In alcuni degli ultimi esempi elencati, sinon. possibili (ma che accentuano l’urgenza o la gravità della richiesta) sono esigere (esigere cure, attenzioni e sim.: la quiete di questa città esige che don Ormondo ne stia lontano [C. Goldoni]; l’impiego di esigere è però fortemente limitato per via dell’impossibilità d’uso verbale del part. pass. esatto) e imporre (la democrazia impone molte rinunce; a me e gli anni e la natura impongono altre leggi [I. Sannazaro]). Entrambi i verbi, se usati con sogg. inanimato, valgono «rendere indispensabile», e sono dunque sinon. più intensi di richiedere, mentre con sogg. umano significano, il primo, «pretendere una cosa come dovuta» (esigo rispetto!) e il secondo «ordinare» (gli impose di partire). Inoltre sempre per chiedere con decisione ciò a cui si ritiene d’avere diritto si dispone di sinon. più intensi, quali pretendere, reclamare, rivendicare. L’ultimo verbo è particolarmente adatto per richieste di diritti sociali e politici: non reclamai di partecipare alla direzione degli affari (I. Svevo); il secondo uso della libertà fu di rivendicare le usurpazioni del feudatario (V. Cuoco).

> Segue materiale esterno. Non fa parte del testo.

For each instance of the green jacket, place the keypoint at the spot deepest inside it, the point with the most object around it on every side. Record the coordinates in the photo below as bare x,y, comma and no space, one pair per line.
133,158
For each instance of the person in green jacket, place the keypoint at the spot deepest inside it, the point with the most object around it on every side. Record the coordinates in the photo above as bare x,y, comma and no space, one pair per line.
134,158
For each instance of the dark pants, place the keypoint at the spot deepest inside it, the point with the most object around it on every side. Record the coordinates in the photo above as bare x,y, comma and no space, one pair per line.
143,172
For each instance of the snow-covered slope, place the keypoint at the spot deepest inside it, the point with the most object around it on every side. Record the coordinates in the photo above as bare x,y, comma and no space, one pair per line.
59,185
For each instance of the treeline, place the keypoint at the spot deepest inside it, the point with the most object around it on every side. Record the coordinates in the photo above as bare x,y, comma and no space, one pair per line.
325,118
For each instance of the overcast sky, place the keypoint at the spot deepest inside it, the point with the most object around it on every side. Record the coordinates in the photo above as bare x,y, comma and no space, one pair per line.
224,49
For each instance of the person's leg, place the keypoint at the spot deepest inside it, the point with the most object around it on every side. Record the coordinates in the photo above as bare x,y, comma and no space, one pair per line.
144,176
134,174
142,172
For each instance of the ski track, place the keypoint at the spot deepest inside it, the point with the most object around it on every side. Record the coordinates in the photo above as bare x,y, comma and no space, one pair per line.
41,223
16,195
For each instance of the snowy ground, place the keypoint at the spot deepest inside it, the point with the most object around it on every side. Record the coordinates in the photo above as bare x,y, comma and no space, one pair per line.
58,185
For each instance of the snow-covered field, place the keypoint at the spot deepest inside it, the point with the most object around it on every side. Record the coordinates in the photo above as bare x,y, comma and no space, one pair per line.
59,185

Se la richiesta è particolarmente supplichevole, si dispone di verbi più specifici: implorare, mendicare e supplicare indicano il massimo grado di intensità: imploro / pietà, ma non per me (P. Metastasio); e allora, quasi mendicando un ricordo di vita, era ritornata ai giorni del suo maggior tormento (L. Pirandello); mi supplicò di non essere adirato con lei (I. Svevo). Leggermente più attenuati sono invece pregare (che ha per ogg. la persona alla quale si chiede aiuto) e invocare (che ha per ogg. aiuto e sim.): ti prego d’aiutarmi; io combatto per difendere una donna che m’invoca ajuto (L. Pirandello).
Anche volere può essere usato come sinon. più generico e fam. di c. e domandare, soprattutto se si parla di soldi: i rapitori vogliono due milioni di euro di riscatto; vuole mille euro al mese d’affitto. Volere può sostituirsi a c. anche in altri contesti, nei quali si esprime un desiderio o una volontà. In questi casi volere e c. sono i verbi più diretti e intensi (il secondo meno del primo), rispetto ai più attenuati cercare, desiderare e, più formale e ancora più indiretto, aspirare (a): voglio un po’ di rispetto da parte vostra; chiede di essere lasciato in pace; cerca solo la sua approvazione; desidero la vostra attenzione; aspirerei alla promozione. Sinon. non com. di c. e più limitati a esigenze concrete, di sogg. animati e no, sono abbisognare (con la prep. di: ho una nipote, / che abbisogna di dote [C. Goldoni]) e necessitare (con la prep. di: per andare avanti necessito del minimo indispensabile).